その後の第2部ウェルカムアトラクションでは、SoNiceJazzBandによる香川の粋なジャズ演奏があった。

ベースを弾く宮本代表幹事

飛び入りで当会の宮本代表幹事がベース演奏をするという予想外の展開もあり参加の皆様に楽しんでいただいた。

第3部懇親パーティーは、浜田恵造香川県知事の歓迎挨拶に続いて大西秀人高松市長の乾杯の音頭により始まった。瀬戸内海が育んだ海の幸や、昼間の数時間しか開店していない有名な日の出製麺の社長が自らふるまう讃岐うどん、地元で取れるブドウを使った貴重な赤ワインR1、お酒が進む骨付き鳥、あんもち雑煮など、香川が誇る郷土料理を中心に、四国全県の料理ならびに地酒が用意され、参加者は料理やお酒を堪能するとともに会員同士の交流を深めた。最後に香川経済同友会の宮本代表幹事の閉会挨拶をもって懇親パーティーはお開きとなった。

女性会員の集いin香川

なお、懇親パーティー終了後には「女性会員の集いin香川」が開催され、徳島経済同友会の坂田千代子代表幹事、沖縄経済同友会の渕辺美紀代表幹事、香川経済同友会の竹内麗子特別幹事をはじめ多くの女性会員が参加、経済同友会での女性活躍と次回鳥取県での再会を誓い盛況のうちに終了した。

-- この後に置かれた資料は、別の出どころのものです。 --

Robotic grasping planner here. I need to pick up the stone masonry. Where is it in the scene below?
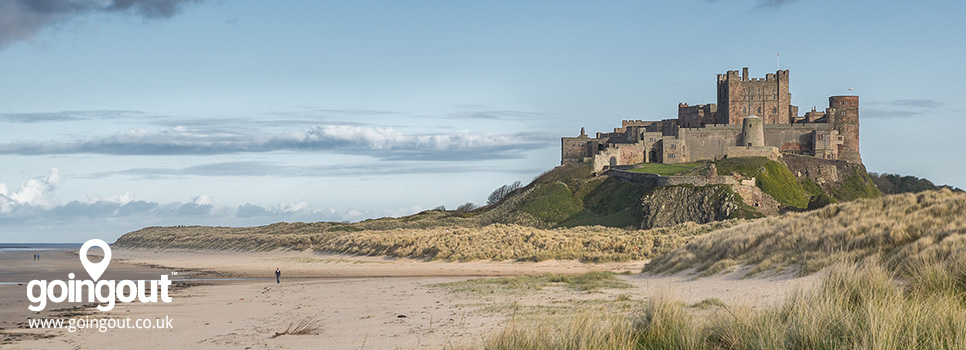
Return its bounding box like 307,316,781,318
560,67,862,173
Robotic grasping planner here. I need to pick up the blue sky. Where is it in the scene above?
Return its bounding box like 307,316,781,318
0,0,966,242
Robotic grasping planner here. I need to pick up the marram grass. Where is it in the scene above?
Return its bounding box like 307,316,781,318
115,220,738,262
644,190,966,275
473,256,966,350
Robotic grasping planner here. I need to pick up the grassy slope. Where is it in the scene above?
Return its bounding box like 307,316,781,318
480,255,966,350
121,221,736,262
645,190,966,273
479,190,966,350
630,163,701,176
715,157,810,208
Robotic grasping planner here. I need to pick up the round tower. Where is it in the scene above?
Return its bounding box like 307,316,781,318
828,96,862,163
741,115,765,147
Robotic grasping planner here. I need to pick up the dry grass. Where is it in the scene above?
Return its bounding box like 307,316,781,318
644,190,966,274
433,271,631,301
480,256,966,350
115,221,737,262
272,317,322,338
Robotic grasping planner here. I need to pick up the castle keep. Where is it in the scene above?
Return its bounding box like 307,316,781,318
560,67,862,172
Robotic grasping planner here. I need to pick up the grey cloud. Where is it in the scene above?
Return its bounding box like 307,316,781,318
0,125,558,160
80,161,539,179
859,99,963,119
235,203,269,218
0,111,146,123
427,110,546,121
0,0,201,48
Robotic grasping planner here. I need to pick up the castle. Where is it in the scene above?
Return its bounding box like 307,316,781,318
560,67,862,173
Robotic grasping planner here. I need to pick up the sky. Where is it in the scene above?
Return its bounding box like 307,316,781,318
0,0,966,242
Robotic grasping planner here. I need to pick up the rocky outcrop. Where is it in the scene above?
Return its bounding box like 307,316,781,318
641,185,743,229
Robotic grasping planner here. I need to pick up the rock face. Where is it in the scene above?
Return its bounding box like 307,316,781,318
641,185,741,229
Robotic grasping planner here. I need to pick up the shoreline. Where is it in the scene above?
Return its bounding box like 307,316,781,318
0,249,816,349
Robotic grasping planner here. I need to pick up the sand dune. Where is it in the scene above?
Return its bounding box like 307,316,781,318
3,249,817,349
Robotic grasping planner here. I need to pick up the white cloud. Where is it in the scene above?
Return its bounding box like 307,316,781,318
191,194,215,205
0,124,558,160
0,168,63,213
87,191,137,205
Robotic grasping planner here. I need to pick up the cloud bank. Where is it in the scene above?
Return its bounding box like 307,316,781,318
0,168,398,228
0,124,556,160
0,0,201,49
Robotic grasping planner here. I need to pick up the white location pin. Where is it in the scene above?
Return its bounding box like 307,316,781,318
80,239,111,281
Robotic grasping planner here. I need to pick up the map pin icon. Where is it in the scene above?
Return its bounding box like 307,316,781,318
80,239,111,281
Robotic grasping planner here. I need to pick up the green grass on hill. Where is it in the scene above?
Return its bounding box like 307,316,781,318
520,182,581,223
557,178,651,228
630,163,701,176
715,157,811,208
830,167,882,201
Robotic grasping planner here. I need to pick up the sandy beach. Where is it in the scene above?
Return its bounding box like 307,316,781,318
0,249,818,349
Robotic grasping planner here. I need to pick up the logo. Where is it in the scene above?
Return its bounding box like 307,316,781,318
27,239,171,311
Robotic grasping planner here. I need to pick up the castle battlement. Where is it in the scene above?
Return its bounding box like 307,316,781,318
561,67,862,172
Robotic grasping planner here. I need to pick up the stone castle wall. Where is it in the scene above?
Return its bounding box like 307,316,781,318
607,169,740,186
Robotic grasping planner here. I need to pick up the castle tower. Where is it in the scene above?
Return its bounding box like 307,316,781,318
740,116,765,147
828,96,862,163
717,67,797,124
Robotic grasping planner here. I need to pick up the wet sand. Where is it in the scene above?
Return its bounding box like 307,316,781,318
0,249,817,349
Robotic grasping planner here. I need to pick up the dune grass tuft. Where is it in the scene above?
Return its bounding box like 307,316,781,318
481,256,966,350
644,190,966,275
272,317,322,338
115,220,737,262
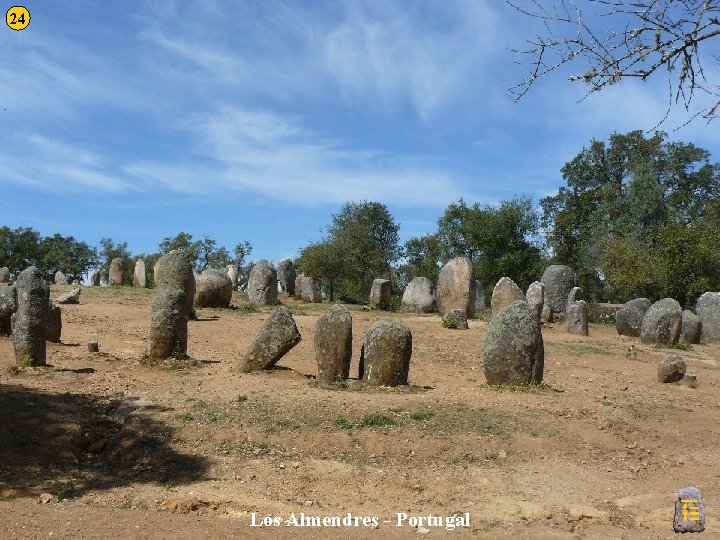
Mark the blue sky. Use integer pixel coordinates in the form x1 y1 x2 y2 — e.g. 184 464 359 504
0 0 720 260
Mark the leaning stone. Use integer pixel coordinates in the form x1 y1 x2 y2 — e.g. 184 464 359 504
10 266 50 367
314 304 352 384
435 257 475 318
278 259 297 296
247 259 277 306
195 268 233 308
56 287 81 304
155 249 195 319
443 309 470 330
361 321 412 386
525 281 545 320
302 276 322 304
370 279 392 310
483 300 545 386
133 258 147 289
0 285 17 336
490 277 525 316
149 286 189 360
695 292 720 343
400 277 435 313
235 306 301 373
540 264 578 320
565 300 588 336
615 298 652 337
680 309 702 345
640 298 682 345
108 257 125 285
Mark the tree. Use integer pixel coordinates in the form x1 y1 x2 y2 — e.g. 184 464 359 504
506 0 720 120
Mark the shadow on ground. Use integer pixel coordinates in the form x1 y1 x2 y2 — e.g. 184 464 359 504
0 384 208 500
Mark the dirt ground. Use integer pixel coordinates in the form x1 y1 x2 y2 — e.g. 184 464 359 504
0 286 720 539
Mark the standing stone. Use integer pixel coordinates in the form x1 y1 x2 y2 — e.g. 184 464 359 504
658 354 687 383
55 270 68 285
133 258 147 289
490 277 525 316
314 304 352 384
475 279 485 315
293 274 305 300
155 249 195 319
400 277 435 313
108 257 125 285
540 264 578 320
235 306 301 373
278 259 297 296
248 259 277 306
226 264 240 291
302 276 322 304
0 285 17 336
565 300 588 336
370 279 392 310
695 292 720 343
149 286 190 360
615 298 652 337
680 309 702 345
10 266 50 366
360 321 412 386
483 300 545 385
195 268 233 308
525 281 545 320
640 298 682 345
57 287 82 304
435 257 475 318
45 300 62 343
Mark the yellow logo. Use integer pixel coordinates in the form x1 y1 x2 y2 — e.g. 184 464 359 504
5 6 30 32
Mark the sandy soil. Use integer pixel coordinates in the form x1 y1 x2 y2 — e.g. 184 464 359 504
0 286 720 539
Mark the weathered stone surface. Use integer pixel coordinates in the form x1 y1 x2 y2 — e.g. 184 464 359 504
45 300 62 343
640 298 682 345
360 321 412 386
302 276 322 304
565 298 588 336
226 264 240 291
0 285 17 336
314 304 352 384
55 270 68 285
695 292 720 343
435 257 475 318
370 279 392 310
133 258 147 289
278 259 297 296
235 306 301 373
56 287 82 304
400 277 435 313
525 281 545 320
483 300 545 385
443 309 470 330
615 298 652 337
490 277 525 316
475 279 485 315
149 286 190 360
195 268 233 308
540 264 578 320
10 266 50 366
155 249 195 319
658 354 687 383
680 309 702 345
108 257 125 285
247 259 277 306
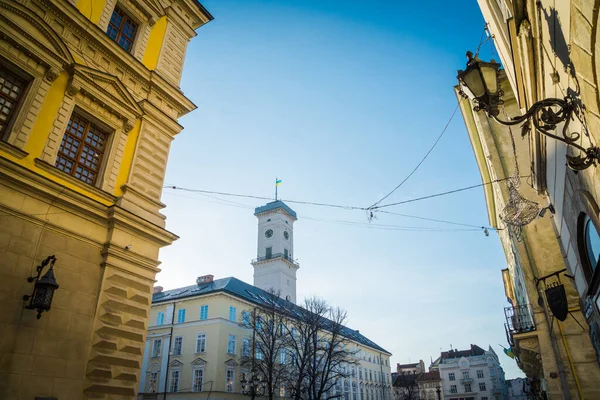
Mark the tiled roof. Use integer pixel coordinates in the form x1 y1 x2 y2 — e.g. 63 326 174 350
441 344 485 360
152 277 391 355
254 200 298 219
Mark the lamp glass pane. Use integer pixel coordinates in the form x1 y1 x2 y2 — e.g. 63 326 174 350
463 68 485 97
481 65 498 94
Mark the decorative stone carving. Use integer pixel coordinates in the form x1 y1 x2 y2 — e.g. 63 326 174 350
123 119 133 133
44 68 60 83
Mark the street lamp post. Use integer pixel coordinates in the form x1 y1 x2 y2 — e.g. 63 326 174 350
457 51 600 171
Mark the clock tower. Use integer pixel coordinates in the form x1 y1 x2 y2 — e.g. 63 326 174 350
252 200 300 303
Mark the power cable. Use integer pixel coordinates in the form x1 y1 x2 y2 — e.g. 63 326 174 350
367 104 458 210
372 176 528 210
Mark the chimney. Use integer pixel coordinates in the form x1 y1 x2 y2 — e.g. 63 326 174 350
196 275 215 285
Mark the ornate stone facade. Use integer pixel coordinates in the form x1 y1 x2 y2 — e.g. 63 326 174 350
0 0 212 400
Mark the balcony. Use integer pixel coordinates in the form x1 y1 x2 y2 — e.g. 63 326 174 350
252 253 300 267
504 304 536 343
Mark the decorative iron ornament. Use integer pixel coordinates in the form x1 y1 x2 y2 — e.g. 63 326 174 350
546 282 569 322
489 97 600 171
500 112 542 236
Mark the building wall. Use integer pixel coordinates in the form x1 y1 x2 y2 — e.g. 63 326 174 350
139 292 391 399
439 354 506 400
0 0 211 400
468 0 600 398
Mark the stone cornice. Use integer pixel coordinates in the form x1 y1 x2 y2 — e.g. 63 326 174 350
33 0 196 116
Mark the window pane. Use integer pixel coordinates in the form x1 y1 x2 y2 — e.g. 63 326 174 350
106 7 138 51
0 64 27 140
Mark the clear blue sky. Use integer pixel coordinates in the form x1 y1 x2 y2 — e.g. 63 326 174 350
158 0 522 377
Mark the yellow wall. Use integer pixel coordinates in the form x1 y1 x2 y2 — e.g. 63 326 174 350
0 71 110 205
77 0 106 24
142 16 167 70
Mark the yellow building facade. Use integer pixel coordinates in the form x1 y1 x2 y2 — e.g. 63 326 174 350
459 0 600 399
0 0 212 400
139 275 392 400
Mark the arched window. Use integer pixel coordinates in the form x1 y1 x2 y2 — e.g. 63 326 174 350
577 213 600 282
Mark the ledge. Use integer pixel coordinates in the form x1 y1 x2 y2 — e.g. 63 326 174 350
0 140 29 159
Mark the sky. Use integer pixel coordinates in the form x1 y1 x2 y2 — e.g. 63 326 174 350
157 0 523 378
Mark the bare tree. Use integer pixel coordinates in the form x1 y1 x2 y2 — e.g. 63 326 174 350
394 371 419 400
289 297 357 400
241 290 289 400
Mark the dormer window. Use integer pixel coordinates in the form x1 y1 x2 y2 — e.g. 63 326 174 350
106 7 138 52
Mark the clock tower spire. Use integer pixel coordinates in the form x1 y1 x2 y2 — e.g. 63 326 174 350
252 200 300 303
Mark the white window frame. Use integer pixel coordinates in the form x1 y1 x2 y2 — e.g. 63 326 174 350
169 369 181 393
171 336 183 356
196 332 207 354
200 304 208 321
225 367 235 393
227 335 237 355
177 308 185 324
192 367 204 392
151 338 162 358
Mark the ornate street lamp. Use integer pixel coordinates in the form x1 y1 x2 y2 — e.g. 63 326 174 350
457 51 600 171
23 256 58 319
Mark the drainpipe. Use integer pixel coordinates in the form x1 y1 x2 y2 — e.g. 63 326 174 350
163 301 177 400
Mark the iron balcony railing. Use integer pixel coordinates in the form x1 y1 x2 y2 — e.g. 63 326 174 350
504 304 536 336
252 253 300 266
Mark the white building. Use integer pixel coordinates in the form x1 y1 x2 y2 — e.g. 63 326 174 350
438 344 507 400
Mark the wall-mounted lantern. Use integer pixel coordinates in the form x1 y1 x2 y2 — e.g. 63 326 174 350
23 256 58 319
457 51 600 171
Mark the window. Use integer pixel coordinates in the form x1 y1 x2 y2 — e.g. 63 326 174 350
242 338 250 357
196 333 206 353
225 368 235 393
106 7 138 51
148 372 158 393
169 369 180 392
0 64 29 140
152 339 162 358
227 335 235 354
577 213 600 282
200 305 208 321
177 308 185 324
173 336 183 356
192 368 204 392
54 113 108 185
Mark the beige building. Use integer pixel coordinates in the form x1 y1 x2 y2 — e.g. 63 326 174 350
459 0 600 399
139 201 391 400
0 0 212 400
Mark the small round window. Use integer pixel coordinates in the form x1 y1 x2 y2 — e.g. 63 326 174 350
583 216 600 274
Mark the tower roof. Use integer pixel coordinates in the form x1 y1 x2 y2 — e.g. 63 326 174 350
254 200 298 219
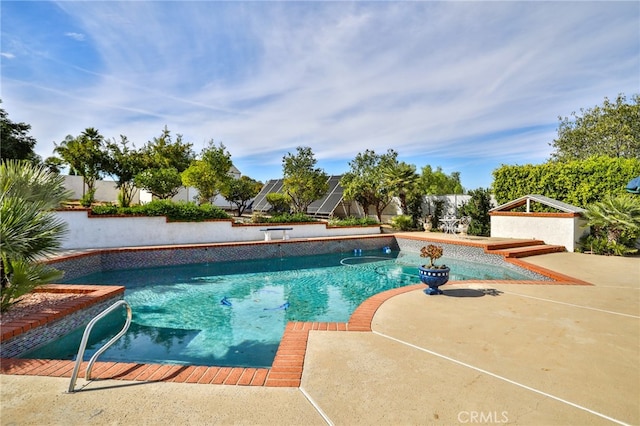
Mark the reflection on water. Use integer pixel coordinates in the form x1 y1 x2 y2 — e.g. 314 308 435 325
24 251 525 367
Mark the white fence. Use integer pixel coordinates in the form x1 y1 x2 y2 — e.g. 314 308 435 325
491 212 589 251
55 209 380 250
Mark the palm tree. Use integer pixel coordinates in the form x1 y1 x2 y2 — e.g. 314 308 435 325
585 195 640 248
0 160 70 311
383 162 420 214
54 127 108 205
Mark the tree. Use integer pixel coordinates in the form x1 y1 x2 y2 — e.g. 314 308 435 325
54 127 108 205
265 192 291 214
550 94 640 161
133 167 182 200
142 126 195 173
420 166 464 195
0 101 41 164
460 188 493 237
0 160 70 311
105 135 144 207
585 194 640 254
382 161 419 214
182 140 233 204
340 149 398 221
221 176 262 216
134 126 195 199
282 146 329 213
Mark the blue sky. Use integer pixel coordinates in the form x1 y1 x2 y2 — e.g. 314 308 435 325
0 1 640 189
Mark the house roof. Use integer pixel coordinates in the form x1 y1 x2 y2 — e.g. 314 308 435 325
490 194 585 213
253 175 342 216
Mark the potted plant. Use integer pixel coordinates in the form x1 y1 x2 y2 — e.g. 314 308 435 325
422 216 433 232
418 244 450 295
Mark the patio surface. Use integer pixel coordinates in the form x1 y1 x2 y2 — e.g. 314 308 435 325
0 235 640 425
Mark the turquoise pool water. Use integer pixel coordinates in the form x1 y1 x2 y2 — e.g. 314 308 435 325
22 251 527 367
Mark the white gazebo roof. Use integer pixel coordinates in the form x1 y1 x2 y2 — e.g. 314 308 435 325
490 194 585 213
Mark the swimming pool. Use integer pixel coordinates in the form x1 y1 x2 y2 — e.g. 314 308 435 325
21 250 527 367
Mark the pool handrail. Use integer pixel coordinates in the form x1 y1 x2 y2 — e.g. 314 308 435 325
69 300 132 393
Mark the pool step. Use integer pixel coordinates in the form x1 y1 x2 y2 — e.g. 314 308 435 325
487 240 566 258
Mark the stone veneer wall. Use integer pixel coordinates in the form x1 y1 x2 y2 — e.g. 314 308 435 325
49 235 398 280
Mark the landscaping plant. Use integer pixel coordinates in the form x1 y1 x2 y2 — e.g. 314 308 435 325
0 160 70 311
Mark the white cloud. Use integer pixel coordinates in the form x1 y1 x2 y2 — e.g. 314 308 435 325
3 2 640 186
64 32 84 41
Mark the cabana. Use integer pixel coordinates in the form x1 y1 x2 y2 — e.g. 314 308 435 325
489 194 589 251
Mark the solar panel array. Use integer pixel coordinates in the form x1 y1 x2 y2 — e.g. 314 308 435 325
253 175 343 217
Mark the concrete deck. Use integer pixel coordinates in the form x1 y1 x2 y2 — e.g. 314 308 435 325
0 235 640 425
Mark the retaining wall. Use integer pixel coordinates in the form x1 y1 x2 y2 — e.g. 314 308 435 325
56 209 380 250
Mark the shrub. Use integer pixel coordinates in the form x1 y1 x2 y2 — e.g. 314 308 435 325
329 216 380 226
493 156 640 208
391 214 413 231
265 192 291 213
460 188 491 237
264 213 317 223
91 200 230 222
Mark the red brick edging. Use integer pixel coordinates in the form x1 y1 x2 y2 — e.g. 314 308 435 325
0 236 591 387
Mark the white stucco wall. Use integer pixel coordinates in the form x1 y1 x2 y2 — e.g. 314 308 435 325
63 176 140 204
56 210 380 250
491 212 589 251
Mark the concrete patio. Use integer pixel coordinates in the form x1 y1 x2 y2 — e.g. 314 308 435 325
0 241 640 425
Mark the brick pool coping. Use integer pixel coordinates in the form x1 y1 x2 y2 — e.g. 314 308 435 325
0 236 591 387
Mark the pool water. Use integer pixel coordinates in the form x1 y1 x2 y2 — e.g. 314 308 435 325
22 251 527 367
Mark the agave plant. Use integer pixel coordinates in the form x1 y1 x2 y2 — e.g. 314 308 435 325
0 160 69 311
585 195 640 255
585 195 640 243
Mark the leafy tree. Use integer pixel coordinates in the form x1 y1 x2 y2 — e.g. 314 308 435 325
221 176 262 216
550 94 640 161
134 167 182 200
420 166 464 195
492 156 640 208
340 149 398 221
105 135 144 207
43 157 64 174
142 126 195 173
134 126 195 199
0 101 41 164
265 192 291 213
0 160 70 311
182 140 233 204
585 194 640 255
460 188 493 237
54 127 108 205
382 162 420 214
282 146 329 213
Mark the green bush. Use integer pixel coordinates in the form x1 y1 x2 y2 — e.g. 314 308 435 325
460 188 491 237
264 213 317 223
493 156 640 208
391 214 413 231
329 216 380 226
266 192 291 214
91 204 118 215
91 200 230 222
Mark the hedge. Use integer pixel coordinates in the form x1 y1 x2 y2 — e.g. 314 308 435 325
493 156 640 208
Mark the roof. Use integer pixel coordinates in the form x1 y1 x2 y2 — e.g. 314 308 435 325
253 175 342 216
489 194 585 213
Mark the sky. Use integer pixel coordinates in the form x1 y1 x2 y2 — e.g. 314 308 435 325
0 0 640 190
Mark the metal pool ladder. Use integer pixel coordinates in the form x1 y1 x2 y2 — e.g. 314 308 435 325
69 300 131 393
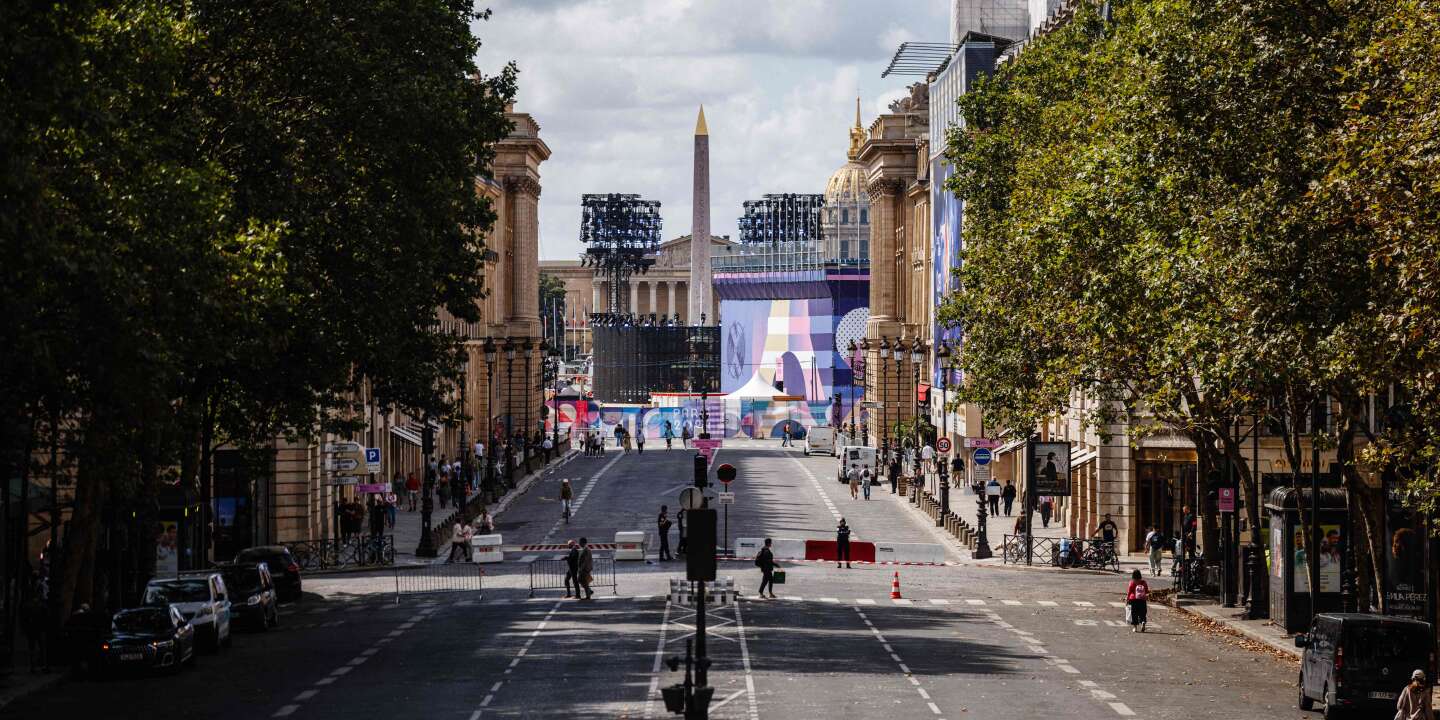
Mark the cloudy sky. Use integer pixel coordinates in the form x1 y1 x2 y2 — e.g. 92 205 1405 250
475 0 949 259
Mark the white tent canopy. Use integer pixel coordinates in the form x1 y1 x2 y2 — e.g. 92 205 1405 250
724 373 785 400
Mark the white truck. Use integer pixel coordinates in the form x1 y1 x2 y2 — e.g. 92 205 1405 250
805 426 835 455
835 445 876 482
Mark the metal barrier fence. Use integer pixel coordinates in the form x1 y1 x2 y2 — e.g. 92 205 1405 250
530 556 621 598
1001 536 1120 573
285 536 395 572
395 563 485 603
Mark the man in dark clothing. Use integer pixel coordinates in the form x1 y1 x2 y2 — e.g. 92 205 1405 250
755 537 775 599
564 540 580 598
575 537 595 600
655 505 672 560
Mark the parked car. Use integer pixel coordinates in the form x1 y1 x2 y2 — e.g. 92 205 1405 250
1295 612 1434 717
144 572 230 649
235 544 301 602
99 605 196 671
215 563 279 629
805 426 835 455
835 445 876 482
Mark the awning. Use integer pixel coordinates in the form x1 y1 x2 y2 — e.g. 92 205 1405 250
390 425 420 448
995 438 1025 458
1139 432 1195 449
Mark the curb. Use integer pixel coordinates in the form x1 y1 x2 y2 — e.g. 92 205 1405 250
1164 598 1302 661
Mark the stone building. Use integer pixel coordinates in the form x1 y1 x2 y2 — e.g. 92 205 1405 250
855 84 933 446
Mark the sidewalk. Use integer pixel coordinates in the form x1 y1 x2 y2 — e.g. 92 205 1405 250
388 449 580 570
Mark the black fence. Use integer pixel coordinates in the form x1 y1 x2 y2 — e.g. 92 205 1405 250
285 536 395 572
530 556 621 598
395 563 485 602
1001 536 1120 573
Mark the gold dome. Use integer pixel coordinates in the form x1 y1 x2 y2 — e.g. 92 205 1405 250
825 160 870 206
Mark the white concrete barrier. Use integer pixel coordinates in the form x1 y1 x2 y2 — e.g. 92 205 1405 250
469 534 505 563
876 541 945 564
615 530 645 560
734 537 765 557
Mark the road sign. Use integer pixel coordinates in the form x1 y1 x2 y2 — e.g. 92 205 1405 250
327 458 360 472
1220 488 1236 513
680 488 706 510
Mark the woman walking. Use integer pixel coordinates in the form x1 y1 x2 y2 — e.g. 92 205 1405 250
1125 570 1151 632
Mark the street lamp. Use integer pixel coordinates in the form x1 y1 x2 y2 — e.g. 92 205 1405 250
481 337 500 495
935 343 960 518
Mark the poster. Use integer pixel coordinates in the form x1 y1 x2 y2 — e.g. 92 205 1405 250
1384 482 1427 619
156 520 180 577
1030 442 1070 495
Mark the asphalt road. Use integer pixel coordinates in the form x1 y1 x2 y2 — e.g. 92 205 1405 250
0 444 1318 720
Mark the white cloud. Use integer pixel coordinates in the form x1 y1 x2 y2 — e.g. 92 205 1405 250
475 0 948 259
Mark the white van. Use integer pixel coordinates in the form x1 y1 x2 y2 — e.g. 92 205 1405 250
835 445 876 482
805 426 835 455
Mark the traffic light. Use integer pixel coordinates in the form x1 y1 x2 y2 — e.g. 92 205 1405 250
685 509 716 580
696 452 710 488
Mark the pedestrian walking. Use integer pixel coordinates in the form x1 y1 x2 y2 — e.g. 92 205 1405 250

 また翌日のエクスカーションでは、瀬戸内国際芸術祭の開催地であるアートの楽園「直島」、観光列車「四国まんなか千年ものがたり」で行く大歩危峡、祖谷かずら橋、水上飛行機から眺める「うどん県」遊覧飛行、親睦ゴルフコンペと、どのコースも晴天に恵まれ秋の香川を満喫していただいた。